While some people have been keen to get back to the normality of a pre-COVID lifestyle, not all community members are so comfortable. Bickford said, “as an older person, I’m still a bit anxious about enclosed spaces, so I’ll often wear a mask,” which is no longer compulsory in libraries, but many libraries still encourage.
Bickford also enjoys the fact she lives in a smaller rural community because it means she is unlikely to be confronted by large numbers of people in the library at any given time. She’s pushing herself to build new routines and starting to venture out into public spaces more. “I’m likely to browse more quickly than I did before; and I now drop into my library two or three times a week to say hello to whoever’s behind the counter.” She feels a sense of normality returning, albeit with a degree of caution. “Libraries offer a comfort zone, yeah, it’s good”, she said.
Garner’s research concluded that libraries were able to react well to the COVID crisis, although rapid and agile responses were sometimes let down by a lack of technology or infrastructure. On the whole, they found that libraries coped very well.
Mickan said, “because we were only shut for six weeks, it actually gave people enough time to miss what was on offer, but wasn’t long enough that people found alternative options.” She believes the forced library closures made people realise the connections they have in libraries are important. She sees libraries as spaces where people can feel safe and venture back out to reconnect with others in their communities.
As libraries restart their programs and welcome people back, staffing is an issue always on Mickan’s mind. Managing staff illness on top of normal rostering is something that needs to be considered.
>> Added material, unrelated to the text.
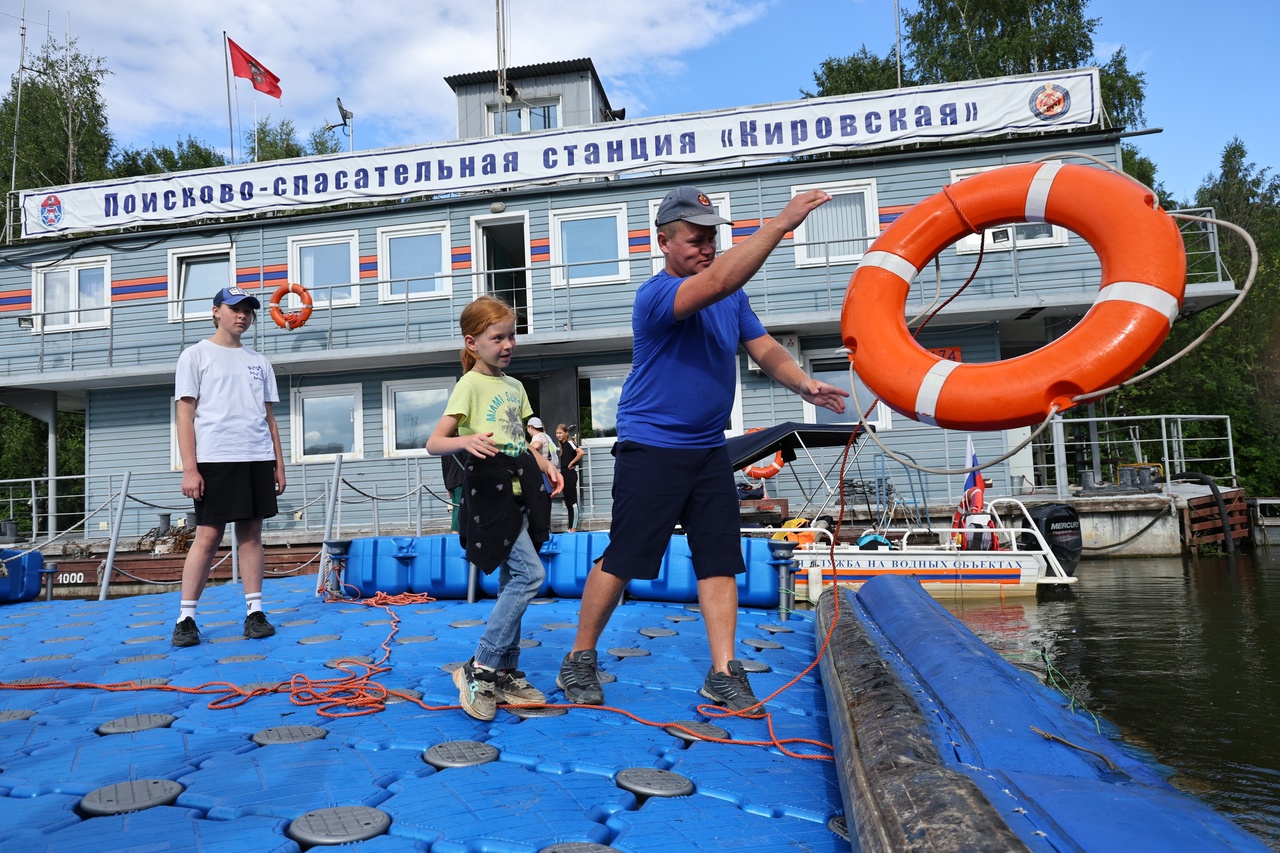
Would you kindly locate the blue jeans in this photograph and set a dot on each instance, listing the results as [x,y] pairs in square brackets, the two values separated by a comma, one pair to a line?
[520,578]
She also sees some positives that have come out of the pandemic and doesn’t want to just go back to how things were beforehand. She said, “the intent is to return to how we were pre-pandemic, but also taking those learnings and not ignoring them.” She sees libraries doing more in a community support role and facilitating various community partnerships, particularly in the small business entrepreneur space. Mickan believes it’s too hard to predict exactly what the future will look like, but said, “the one thing that will remain constant is supporting our community with their needs, and staying relevant.”